Amid the generative-artificial-intelligence frenzy of the last few months, security researchers have been revisiting the concern that AI-generated voices, or voice deepfakes, have gotten convincing enough and easy enough to produce that scammers will start using them en masse.
There have been a couple of high-profile incidents in recent years in which cybercriminals have reportedly used voice deepfakes of company CEOs in attempts to steal large amounts of money—not to mention that documentarians posthumously created voice deepfakes of Anthony Bourdain. But are criminals at the turning point where any given spam call could contain your sibling’s cloned voice desperately seeking “bail money?” No, researchers say—at least not yet.
The technology to create convincing, robust voice deepfakes is powerful and increasingly prevalent in controlled settings or situations where extensive recordings of a person’s voice are available. At the end of February, Motherboard reporter Joseph Cox published findings that he had recorded five minutes of himself talking and then used a publicly available generative AI service, ElevenLabs, to create voice deepfakes that defeated a bank’s voice-authentication system. But like generative AI’s shortcomings in other mediums, including limitations of text-generation chatbots, voice deepfake services still can’t consistently produce perfect results.
“Depending on the attack scenario, real-time capabilities and the quality of the stolen voice sample must be considered,” says Lea Schönherr, a security and adversarial machine learning researcher at the CISPA Helmholtz Center for Information Security in Germany. “Although it is often said that only a few seconds of the stolen voice are needed, the quality and the length have a big impact on the result of the audio deepfake.”
Digital scams and social engineering attacks like phishing are a seemingly ever-growing threat, but researchers note that scams in which attackers call a victim and attempt to impersonate someone the target knows have existed for decades—no AI necessary. And the very fact of their longevity means that these hustles are at least somewhat effective at tricking people into sending attackers money.

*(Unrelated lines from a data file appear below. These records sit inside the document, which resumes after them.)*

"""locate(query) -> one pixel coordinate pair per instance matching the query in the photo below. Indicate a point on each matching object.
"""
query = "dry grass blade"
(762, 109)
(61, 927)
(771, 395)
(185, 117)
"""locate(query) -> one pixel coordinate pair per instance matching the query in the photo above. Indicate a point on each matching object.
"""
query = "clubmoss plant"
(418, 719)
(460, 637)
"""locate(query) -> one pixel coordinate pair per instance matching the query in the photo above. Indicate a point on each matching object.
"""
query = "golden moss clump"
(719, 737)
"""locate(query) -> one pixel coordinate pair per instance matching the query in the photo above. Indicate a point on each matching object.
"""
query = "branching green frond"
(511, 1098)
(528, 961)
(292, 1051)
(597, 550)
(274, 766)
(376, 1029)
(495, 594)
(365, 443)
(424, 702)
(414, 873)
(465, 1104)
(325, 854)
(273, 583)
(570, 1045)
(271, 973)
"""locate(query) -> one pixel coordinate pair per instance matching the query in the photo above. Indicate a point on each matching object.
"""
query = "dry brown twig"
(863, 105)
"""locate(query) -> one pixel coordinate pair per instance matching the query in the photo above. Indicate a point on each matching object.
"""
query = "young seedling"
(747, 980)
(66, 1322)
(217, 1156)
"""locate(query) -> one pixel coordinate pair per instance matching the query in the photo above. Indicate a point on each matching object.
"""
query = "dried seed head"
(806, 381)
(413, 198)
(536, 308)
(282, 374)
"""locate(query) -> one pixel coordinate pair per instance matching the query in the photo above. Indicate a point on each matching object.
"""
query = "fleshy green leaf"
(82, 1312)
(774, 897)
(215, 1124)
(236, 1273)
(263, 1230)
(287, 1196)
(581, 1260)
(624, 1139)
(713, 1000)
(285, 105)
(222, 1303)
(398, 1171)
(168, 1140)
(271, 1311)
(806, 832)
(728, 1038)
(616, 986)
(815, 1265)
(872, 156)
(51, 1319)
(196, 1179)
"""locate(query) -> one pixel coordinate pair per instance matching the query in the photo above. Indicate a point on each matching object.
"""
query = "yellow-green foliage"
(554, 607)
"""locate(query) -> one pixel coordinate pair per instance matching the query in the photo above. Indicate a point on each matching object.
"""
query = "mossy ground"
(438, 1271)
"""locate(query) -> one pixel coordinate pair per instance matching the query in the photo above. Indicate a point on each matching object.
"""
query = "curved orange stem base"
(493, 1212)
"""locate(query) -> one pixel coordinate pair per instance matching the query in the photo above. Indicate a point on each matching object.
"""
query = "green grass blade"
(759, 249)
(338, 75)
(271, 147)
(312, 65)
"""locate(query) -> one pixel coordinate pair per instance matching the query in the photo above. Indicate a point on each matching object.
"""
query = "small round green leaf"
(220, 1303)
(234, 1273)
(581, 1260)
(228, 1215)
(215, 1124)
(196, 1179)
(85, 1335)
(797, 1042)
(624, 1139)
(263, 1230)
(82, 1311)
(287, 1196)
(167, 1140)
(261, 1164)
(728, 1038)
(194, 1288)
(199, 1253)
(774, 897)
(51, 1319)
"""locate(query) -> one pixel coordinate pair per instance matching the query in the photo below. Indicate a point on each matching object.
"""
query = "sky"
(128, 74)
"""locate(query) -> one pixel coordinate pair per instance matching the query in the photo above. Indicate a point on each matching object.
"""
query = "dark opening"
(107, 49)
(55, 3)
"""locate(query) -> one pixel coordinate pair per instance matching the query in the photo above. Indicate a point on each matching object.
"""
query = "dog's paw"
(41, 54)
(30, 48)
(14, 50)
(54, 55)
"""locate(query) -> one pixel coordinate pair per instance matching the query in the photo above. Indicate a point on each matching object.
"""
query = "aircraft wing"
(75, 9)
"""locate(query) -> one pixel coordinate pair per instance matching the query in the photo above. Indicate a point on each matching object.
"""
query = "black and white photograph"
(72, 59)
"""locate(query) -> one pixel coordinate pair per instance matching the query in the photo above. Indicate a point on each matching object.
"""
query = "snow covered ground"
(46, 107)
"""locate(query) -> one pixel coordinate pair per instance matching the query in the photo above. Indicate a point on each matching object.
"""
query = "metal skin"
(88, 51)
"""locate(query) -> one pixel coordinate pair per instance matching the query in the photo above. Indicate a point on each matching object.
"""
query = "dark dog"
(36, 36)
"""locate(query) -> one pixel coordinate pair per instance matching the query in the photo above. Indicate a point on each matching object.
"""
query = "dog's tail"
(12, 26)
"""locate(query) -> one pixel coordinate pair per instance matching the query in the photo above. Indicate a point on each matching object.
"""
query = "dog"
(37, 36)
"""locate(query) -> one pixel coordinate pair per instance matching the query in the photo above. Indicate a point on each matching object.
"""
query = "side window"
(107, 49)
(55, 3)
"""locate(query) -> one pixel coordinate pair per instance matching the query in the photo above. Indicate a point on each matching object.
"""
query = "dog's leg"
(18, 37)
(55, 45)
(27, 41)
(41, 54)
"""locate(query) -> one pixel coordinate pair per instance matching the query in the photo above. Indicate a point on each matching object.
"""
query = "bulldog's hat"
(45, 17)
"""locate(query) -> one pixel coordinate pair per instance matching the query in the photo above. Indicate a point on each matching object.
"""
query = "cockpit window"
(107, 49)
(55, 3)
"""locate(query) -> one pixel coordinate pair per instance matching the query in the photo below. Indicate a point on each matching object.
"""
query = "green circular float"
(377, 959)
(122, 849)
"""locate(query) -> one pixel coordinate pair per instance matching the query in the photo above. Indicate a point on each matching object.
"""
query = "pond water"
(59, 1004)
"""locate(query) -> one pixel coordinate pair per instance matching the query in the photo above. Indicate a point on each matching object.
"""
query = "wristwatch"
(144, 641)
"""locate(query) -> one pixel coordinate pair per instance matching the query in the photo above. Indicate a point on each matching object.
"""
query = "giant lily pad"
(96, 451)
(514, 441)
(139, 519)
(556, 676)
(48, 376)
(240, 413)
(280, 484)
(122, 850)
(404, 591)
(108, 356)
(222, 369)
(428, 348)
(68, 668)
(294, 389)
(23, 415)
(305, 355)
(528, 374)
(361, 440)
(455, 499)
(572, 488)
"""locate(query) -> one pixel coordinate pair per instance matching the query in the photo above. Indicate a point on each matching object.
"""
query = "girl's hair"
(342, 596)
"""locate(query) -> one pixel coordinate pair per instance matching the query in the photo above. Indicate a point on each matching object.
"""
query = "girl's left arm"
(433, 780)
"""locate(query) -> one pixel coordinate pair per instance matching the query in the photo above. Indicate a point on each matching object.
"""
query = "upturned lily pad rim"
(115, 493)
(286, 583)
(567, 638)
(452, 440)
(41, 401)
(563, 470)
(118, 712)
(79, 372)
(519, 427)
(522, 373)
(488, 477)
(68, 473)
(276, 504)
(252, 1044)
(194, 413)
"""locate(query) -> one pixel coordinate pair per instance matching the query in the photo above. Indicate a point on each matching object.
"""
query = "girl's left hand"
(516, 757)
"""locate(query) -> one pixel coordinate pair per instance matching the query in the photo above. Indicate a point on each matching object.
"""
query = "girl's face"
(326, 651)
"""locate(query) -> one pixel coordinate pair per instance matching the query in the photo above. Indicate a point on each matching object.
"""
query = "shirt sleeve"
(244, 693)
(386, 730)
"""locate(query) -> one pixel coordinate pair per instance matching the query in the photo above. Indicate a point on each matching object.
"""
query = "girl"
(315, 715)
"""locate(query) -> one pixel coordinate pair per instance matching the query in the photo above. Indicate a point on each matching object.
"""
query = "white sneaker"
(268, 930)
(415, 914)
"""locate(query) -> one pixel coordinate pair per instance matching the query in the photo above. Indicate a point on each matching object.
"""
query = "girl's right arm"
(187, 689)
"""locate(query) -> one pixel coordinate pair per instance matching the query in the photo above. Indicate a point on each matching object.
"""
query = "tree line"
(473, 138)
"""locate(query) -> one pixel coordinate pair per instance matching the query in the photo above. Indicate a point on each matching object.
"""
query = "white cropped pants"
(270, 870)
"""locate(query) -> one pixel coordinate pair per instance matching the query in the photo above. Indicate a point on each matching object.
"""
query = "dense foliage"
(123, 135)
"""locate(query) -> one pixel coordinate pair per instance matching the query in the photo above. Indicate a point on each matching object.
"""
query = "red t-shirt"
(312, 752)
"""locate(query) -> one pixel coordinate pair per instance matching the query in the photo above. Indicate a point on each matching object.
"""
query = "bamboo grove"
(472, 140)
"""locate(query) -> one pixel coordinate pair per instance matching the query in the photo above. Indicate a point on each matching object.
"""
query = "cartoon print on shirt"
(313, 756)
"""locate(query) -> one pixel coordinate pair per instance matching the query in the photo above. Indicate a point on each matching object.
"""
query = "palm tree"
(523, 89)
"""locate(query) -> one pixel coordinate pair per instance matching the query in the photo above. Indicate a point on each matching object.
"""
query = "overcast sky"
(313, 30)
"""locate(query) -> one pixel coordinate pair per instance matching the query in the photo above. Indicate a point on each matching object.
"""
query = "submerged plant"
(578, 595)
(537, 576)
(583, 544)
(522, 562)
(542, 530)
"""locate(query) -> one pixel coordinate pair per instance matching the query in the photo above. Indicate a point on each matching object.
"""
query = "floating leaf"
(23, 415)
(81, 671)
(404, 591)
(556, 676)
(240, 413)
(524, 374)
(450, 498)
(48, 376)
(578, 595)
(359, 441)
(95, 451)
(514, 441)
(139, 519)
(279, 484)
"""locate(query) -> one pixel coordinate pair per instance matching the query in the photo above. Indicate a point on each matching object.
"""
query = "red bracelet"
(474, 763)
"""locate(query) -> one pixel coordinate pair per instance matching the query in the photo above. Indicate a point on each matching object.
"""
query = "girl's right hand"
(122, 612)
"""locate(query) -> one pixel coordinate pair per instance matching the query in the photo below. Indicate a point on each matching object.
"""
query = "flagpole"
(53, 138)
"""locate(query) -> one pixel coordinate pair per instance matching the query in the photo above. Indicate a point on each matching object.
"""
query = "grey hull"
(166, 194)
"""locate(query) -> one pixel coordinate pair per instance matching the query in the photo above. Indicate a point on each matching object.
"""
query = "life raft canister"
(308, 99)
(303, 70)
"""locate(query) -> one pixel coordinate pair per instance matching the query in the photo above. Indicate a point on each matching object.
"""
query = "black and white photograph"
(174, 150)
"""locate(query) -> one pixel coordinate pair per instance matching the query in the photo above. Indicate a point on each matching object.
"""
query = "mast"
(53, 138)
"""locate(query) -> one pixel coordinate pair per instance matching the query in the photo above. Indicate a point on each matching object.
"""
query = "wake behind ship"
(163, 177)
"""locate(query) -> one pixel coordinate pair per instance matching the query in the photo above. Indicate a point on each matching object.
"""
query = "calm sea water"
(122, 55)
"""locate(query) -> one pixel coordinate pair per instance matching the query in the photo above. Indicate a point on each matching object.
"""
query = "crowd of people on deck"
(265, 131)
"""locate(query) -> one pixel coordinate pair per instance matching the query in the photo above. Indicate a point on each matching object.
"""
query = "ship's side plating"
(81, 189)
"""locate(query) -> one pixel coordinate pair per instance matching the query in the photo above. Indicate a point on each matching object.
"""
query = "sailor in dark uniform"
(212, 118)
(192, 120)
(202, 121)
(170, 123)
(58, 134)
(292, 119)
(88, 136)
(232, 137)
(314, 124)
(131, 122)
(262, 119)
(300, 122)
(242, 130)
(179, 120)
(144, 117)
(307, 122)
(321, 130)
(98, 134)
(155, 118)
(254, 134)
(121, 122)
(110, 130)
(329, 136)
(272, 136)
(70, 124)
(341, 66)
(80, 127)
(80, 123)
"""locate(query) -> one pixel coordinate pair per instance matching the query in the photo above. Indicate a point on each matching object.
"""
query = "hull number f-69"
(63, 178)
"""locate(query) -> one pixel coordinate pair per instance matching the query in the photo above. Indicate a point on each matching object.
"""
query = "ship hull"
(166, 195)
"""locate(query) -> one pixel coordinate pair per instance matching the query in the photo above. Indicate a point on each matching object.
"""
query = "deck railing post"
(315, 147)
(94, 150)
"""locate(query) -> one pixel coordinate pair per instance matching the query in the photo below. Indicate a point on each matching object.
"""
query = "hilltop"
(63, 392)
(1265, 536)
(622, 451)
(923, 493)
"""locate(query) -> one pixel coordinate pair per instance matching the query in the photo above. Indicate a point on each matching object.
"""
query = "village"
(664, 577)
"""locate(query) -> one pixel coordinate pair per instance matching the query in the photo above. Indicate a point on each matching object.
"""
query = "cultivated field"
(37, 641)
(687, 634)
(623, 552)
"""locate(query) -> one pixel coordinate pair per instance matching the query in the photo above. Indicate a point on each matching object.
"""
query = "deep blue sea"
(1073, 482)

“These scams have been around forever. Most of the time, it doesn’t work, but sometimes they get a victim who is primed to believe what they’re saying, for whatever reason,” says Crane Hassold a longtime social engineering researcher and former digital behavior analyst for the FBI. “Many times those victims will swear the person they were talking to was the impersonated person when, in reality, it’s just their brain filling in gaps.”
Hassold says that his grandmother was a victim of an impersonation scam in the mid-2000s when attackers called and pretended to be him, persuading her to send them $1,500.
“With my grandmother, the scammer didn’t say who was calling initially, they just started talking about how they had been arrested while attending a music festival in Canada and needed her to send money for bail. Her response was ‘Crane, is that you?’ and then they had exactly what they needed,” he says. “Scammers are essentially priming their victims into believing what they want them to believe.”
As with many social engineering scams, voice-impersonation cons work best when the target is caught up in a sense of urgency and just trying to help someone or complete a task they believe is their responsibility.
“My grandmother left me a voicemail while I was driving to work saying something like ‘I hope you’re OK. Don’t worry, I sent the money, and I won’t tell anyone,’” Hassold says.
Justin Hutchens, director of research and development at the cybersecurity firm Set Solutions, says he sees deepfake voice scams as a rising concern, but he’s also worried about a future in which AI-powered scams become even more automated.
“I expect that in the near future, we will start seeing threat actors combining deepfake voice technology with the conversational interactions supported by large language models,” Hutchens says of platforms like Open AI’s ChatGPT.
For now, though, Hassold cautions against being too quick to assume that voice-impersonation scams are being driven by deepfakes. After all, the analog version of the scam is still out there and still compelling to the right target at the right time.